Each of our monthly newsletters will feature a special article entitled “Being Current: 25 Years in the Making” which will highlight some of the most important things I’ve learned about drug testing and about being in business since I started the #1 consulting firm in the industry two-and-a-half decades ago.
Lesson #3: Lies, Damn Lies, and Statistics
In 1992, I wrote my second of 10 books entitled “Does Drug Testing Work?” It was a collection of many of the major reports, studies and surveys that existed up to that point about substance abuse, its impact on the workplace, and drug testing. In those days, statistics were freely thrown around to make whatever point a speaker wanted to make. There was a number to claim drug testing was good and another number to claim drug testing was bad, and sometimes it was the same number.
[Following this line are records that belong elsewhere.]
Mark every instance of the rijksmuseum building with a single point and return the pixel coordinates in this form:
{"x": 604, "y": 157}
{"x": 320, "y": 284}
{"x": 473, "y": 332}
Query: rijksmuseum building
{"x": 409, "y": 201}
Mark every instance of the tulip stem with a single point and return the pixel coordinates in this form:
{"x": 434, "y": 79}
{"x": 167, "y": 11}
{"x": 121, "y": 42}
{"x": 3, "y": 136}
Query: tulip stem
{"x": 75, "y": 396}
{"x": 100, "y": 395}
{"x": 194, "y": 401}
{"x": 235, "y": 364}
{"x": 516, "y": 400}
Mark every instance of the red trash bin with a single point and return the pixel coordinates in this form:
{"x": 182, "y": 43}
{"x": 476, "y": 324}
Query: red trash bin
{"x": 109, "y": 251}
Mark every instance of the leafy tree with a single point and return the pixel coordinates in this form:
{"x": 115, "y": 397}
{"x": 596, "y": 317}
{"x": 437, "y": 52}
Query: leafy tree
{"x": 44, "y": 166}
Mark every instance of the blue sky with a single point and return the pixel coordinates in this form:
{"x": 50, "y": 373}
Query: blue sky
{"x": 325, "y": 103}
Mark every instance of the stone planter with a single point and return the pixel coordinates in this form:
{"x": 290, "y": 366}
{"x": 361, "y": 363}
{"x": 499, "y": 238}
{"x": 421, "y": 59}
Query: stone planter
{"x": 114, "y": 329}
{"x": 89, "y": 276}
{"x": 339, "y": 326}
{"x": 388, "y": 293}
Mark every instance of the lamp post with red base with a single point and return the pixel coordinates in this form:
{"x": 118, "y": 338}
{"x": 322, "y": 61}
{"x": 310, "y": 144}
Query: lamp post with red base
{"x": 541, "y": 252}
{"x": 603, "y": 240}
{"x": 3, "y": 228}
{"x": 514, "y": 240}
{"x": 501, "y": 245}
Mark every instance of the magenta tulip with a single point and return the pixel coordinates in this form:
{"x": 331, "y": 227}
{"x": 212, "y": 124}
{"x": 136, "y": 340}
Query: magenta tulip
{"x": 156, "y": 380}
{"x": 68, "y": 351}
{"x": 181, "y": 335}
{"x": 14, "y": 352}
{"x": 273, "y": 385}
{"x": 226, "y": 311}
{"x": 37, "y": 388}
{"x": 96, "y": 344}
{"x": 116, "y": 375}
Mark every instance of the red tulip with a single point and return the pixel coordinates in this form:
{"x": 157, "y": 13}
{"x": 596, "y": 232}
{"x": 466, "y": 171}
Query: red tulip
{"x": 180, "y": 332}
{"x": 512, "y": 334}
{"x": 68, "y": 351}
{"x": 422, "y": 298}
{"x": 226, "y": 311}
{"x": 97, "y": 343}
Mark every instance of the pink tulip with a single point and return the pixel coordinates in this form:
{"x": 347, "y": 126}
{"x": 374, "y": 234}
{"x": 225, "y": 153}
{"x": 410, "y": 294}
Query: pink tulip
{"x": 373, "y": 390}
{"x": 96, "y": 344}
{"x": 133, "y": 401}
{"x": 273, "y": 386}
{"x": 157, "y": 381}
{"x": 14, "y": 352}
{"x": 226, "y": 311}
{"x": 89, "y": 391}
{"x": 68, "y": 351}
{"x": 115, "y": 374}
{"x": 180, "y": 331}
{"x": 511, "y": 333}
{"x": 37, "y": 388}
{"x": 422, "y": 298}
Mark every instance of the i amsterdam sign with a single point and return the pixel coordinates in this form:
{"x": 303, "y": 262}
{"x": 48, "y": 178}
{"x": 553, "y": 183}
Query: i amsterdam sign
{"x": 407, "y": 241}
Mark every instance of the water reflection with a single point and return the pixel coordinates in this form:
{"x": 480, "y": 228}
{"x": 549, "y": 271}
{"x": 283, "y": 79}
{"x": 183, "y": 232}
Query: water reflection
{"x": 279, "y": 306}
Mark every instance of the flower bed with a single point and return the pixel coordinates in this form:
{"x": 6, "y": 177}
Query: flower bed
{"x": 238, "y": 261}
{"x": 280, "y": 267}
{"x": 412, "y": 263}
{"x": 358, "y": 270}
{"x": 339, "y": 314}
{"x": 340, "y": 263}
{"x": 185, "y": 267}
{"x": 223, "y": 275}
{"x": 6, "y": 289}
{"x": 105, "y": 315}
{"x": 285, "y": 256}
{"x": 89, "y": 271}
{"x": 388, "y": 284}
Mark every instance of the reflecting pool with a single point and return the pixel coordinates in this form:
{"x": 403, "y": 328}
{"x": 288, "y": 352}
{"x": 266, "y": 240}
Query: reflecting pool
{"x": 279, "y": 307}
My book became the premier source of statistics with fully cited sources to prove that substance abuse in American workplaces was not good and getting worse and that drug testing, though still in its infancy, was working to help identify people who needed help and to deter people from using drugs and being at work under their influence.
As the old saying goes: “There are lies, damn lies, and statistics.” The lesson I learned while conducting research for the book, a lesson that has stayed with me during Current Consulting Group’s nearly 25 years, is that the key indicators, unchanged and unembellished, don’t lie—drug abuse in the workplace is bad and drug testing is good. It’s that simple. Workplace substance abuse continues to be a serious problem, especially with the widespread legalization of marijuana, and drug testing has proven to be the most effective way to address that problem. There are numerous studies and surveys that reach this conclusion, drug testing deters people from using drugs, whether it’s in the workplace or part of a treatment program.
For most of the 1980s and part of the 1990s, the question employers were likely to ask was: “Should my company conduct drug testing?” Then for about 20 years the key question shifted from “should we test” to “how should we test” because the benefits of drug testing were no longer in doubt. However, more recently, employers seem to be asking once again if drug testing is worth the trouble and, in particular, should they test for marijuana. And once again the answer to the question lies in the numbers. If an employer is sincerely concerned about the safety and wellbeing of the company’s employees, about staying out of court over lawsuits brought about by the property damage and harm drug-impaired employees cause to others, and protecting the company’s bottom line, then a real drug testing program that produces helpful results should not be in doubt.
The numbers do not lie, drug testing works!